On ne présente plus Pierre Makyo, scénariste phare depuis le début des années 80. La mode n’étant malheureusement plus aux séries, Makyo se réfugie dans les one shot. On l’a vu, ou plutôt lu, dernièrement avec Effet miroir ou Celle qu’il n’attendait pas. On peut les ranger dans la catégorie des thrillers psychologiques aux frontières du fantastique. « Aux frontières » parce qu’il nous amène à nous interroger sur les possibilités et les limites du cerveau humain. Concernant Nathan, principal protagoniste de cette histoire, qui se pense « anormal », qu’est-ce qui prouve que ce ne sont pas les autres qui le sont ? Pour Makyo, l’homme normal, c’est bien Nathan. Pourquoi avoir des visions d’avenir serait-il impossible ? Les connaissances actuelles sur la linéarité du temps ne permettent pas de l’affirmer.
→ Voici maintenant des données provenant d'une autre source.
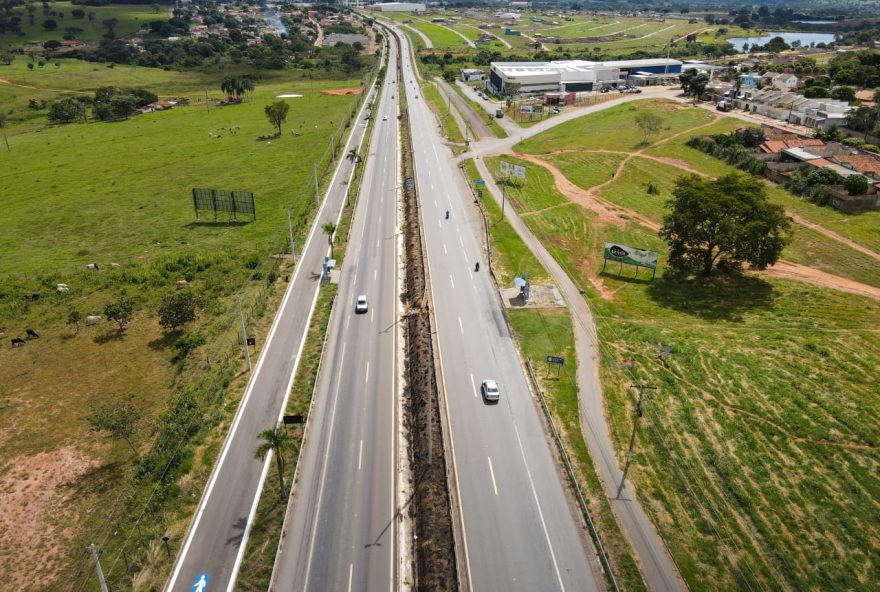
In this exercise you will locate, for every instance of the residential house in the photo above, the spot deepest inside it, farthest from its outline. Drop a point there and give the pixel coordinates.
(784, 81)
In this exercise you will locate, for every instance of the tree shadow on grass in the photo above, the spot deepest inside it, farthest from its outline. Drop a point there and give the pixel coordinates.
(725, 297)
(167, 340)
(107, 337)
(98, 479)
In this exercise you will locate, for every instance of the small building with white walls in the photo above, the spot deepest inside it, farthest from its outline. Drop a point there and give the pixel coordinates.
(397, 7)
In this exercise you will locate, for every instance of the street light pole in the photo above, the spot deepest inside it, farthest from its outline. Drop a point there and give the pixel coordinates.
(247, 353)
(632, 439)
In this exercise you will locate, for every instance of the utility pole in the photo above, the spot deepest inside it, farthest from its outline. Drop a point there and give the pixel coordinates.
(290, 237)
(247, 353)
(632, 439)
(315, 175)
(101, 581)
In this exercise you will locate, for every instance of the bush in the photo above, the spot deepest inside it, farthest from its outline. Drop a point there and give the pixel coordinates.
(856, 185)
(188, 343)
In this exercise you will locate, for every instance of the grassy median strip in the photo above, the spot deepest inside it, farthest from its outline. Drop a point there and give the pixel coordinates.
(441, 109)
(542, 332)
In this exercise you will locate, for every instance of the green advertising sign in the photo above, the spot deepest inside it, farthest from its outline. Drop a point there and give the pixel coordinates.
(625, 254)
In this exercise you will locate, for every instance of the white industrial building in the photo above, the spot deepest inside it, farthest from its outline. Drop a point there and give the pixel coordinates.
(397, 7)
(575, 75)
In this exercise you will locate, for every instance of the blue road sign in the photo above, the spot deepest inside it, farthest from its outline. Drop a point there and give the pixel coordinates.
(200, 584)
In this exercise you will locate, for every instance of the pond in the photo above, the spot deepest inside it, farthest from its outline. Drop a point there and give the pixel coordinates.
(789, 36)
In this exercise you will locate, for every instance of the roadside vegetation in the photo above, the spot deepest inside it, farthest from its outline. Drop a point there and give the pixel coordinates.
(118, 194)
(542, 332)
(758, 453)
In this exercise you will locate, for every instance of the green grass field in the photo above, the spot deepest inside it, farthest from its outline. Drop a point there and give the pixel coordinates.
(80, 195)
(758, 454)
(120, 192)
(131, 17)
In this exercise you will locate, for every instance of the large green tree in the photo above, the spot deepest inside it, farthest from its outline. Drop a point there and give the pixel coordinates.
(723, 223)
(275, 440)
(276, 113)
(694, 83)
(177, 309)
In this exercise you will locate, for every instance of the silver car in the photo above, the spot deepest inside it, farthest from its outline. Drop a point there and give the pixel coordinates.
(489, 389)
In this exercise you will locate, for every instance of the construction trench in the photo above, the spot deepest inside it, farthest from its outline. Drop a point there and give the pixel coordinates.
(434, 560)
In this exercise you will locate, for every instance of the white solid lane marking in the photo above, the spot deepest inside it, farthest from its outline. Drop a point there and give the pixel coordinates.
(522, 453)
(492, 474)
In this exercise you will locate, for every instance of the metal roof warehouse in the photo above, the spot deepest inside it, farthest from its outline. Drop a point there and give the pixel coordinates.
(573, 75)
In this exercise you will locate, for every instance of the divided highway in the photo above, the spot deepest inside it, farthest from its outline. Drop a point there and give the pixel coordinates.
(215, 542)
(340, 529)
(520, 532)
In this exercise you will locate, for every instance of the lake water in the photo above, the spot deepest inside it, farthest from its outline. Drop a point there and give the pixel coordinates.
(789, 36)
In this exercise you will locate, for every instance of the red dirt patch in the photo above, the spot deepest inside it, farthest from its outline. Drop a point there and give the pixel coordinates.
(341, 91)
(33, 506)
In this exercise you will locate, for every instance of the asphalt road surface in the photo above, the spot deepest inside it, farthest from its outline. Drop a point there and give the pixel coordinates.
(520, 531)
(339, 529)
(216, 539)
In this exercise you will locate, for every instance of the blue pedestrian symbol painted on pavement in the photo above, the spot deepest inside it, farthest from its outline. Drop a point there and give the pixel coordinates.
(200, 584)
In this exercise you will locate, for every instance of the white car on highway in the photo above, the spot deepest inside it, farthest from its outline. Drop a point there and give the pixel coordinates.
(490, 391)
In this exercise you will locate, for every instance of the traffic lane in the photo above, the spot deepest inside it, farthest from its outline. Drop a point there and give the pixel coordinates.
(306, 508)
(499, 330)
(221, 535)
(364, 504)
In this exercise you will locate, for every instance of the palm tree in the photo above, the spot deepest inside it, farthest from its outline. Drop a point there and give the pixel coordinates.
(329, 229)
(274, 439)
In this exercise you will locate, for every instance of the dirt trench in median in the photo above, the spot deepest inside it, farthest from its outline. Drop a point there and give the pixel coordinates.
(609, 212)
(434, 545)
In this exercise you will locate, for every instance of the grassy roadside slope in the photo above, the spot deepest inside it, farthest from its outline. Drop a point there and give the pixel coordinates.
(760, 446)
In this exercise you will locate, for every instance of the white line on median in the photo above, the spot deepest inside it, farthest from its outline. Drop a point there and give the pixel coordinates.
(492, 474)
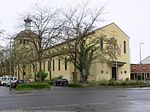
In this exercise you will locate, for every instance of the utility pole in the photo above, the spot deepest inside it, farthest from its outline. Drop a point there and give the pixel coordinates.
(10, 65)
(140, 59)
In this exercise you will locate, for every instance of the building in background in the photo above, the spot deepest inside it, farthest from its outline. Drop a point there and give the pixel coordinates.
(119, 69)
(141, 71)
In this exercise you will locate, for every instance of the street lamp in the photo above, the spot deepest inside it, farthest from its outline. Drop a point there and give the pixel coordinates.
(140, 59)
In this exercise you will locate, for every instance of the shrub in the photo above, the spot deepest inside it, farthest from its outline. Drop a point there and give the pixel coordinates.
(75, 85)
(32, 86)
(56, 78)
(41, 75)
(111, 82)
(103, 83)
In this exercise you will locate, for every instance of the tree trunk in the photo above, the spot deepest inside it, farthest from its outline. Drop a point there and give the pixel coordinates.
(50, 73)
(75, 62)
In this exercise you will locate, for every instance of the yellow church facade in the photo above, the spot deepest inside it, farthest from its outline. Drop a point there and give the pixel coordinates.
(119, 69)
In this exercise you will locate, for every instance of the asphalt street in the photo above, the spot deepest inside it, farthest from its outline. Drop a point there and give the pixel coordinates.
(63, 99)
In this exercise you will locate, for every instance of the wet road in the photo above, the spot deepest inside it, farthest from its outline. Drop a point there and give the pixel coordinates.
(77, 100)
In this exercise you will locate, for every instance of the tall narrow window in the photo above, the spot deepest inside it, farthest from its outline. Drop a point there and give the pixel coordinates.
(53, 65)
(24, 41)
(20, 41)
(124, 45)
(65, 63)
(44, 66)
(101, 42)
(49, 66)
(58, 64)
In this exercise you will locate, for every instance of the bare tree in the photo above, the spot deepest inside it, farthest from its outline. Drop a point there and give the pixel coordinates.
(46, 25)
(79, 27)
(22, 57)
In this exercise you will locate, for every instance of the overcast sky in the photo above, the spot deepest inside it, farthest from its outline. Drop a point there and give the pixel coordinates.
(132, 16)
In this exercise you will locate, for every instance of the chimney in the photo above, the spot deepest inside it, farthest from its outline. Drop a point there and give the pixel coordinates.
(28, 23)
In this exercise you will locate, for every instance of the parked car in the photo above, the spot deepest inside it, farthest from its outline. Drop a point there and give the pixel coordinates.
(6, 81)
(14, 85)
(12, 81)
(61, 82)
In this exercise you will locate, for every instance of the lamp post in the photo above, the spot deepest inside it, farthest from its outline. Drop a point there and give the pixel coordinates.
(140, 59)
(10, 65)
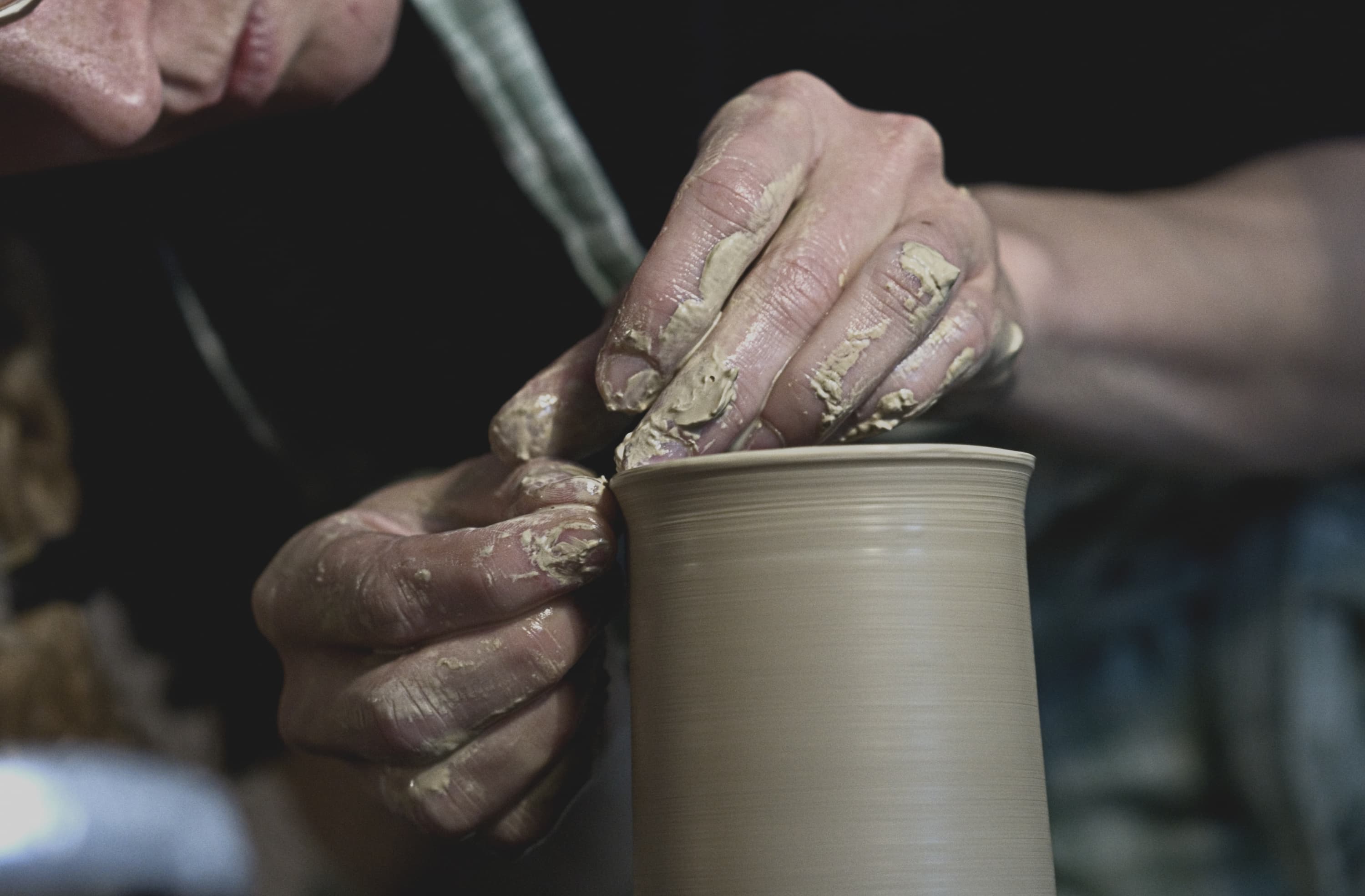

Au dessin, la dessinatrice espagnole Sasa, fille de Ruben Pellejero, signe son premier album en France. Comme on dit, elle fait le job. Malheureusement, pour qu’un one shot comme celui-ci sorte du lot, il faut un trait plus travaillé. Son trait jeté est certes dynamique, mais il manque de finitions. On ne peut pas dire que la tempête finale soit une réussite. Bien sûr, cet « homme normal » est avant tout un drame psychologique basé sur les dialogues et les relations entre les personnages, mais il ne faut pas oublier qu’on est dans une bande dessinée et que le lecteur est en droit d’en exiger plus au niveau graphique. Ceci dit, le trait de Sasa est loin d’être désagréable. La dessinatrice a du potentiel. Laissons-lui le temps de grandir.
Avec une tension croissant au fil du récit et un twist final bien pensé, Un homme normal est un one shot sauvé par son scénario énigmatique. Mais on aimerait tant retrouver Makyo aux commandes de nouvelles séries. Cette histoire pourrait très bien être le déclencheur de l’une d’entre elles.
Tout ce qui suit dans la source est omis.